Now, I realize, my yearnings have changed. I want to be a curmudgeon.

A real curmudgeon wouldn’t have let Mr. Van Guy push him around. He’d never doubt his own right to take up space in a public parking lot. If there was window-to-window shouting going on, he’d give better than he got. A curmudgeon is nothing like a bitch or a shrew, or any of those shrill feminine complainers. He is self-sufficient, grounded in an unassailable conviction of his own rightness. He probably subscribes to Indignation Quarterly.

The problem is, women can’t be curmudgeons. Curmudgeons are always male. Like geezers and dudes

Guys used to be exclusively male. Now, at least in the US, we’re free to address a group of women as “you guys”. (I tried this once in Scotland and met with a torrent of startled giggles.) We still can’t refer to an individual female as a “guy”, but the word is moving toward gender neutrality. Could we start a movement to re-gender curmudgeon?
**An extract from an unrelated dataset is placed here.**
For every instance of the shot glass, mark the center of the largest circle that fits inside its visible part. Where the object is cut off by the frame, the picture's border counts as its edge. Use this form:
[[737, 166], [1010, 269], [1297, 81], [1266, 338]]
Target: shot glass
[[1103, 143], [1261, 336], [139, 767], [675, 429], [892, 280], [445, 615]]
That splendid word, with its suggestion of bludgeoning in high dudgeon? 

Everything we say to each other—whether in writing or in person—includes a property that linguists call indexicality. Indexing means pointing—that is, a suggestion of some social meaning that doesn’t always follow logically from the words themselves, but that is nevertheless perceived loud and clear. Like the word curmudgeon indexes “elderly maleness”. Like raising your voice? at the end of a phrase? indexes “young femaleness”. It’s not a rational thing, but we all do it, all the time. 

On the bright side, I’m perfectly free to be an old bat. Bats are always female, oddly. The word suggests voluminous capes, probably tweed. Margaret Rutherford’s Miss Marple was a shining role model for aspiring old bats. The word indexes self-sufficiency, nosiness, and a refreshing lack of concern with one’s own sexual attractiveness.

Still I yearn for official curmudgeonhood. I want to be propelled through airports in a bath chair, laying about me with my walking stick as I go. I want to write fiercely irritable letters to the Times, complaining about taxes and weather and the flimsiness of modern paper napkins. 

I hereby declare the existence of female curmudgeons. Now move aside, damnit.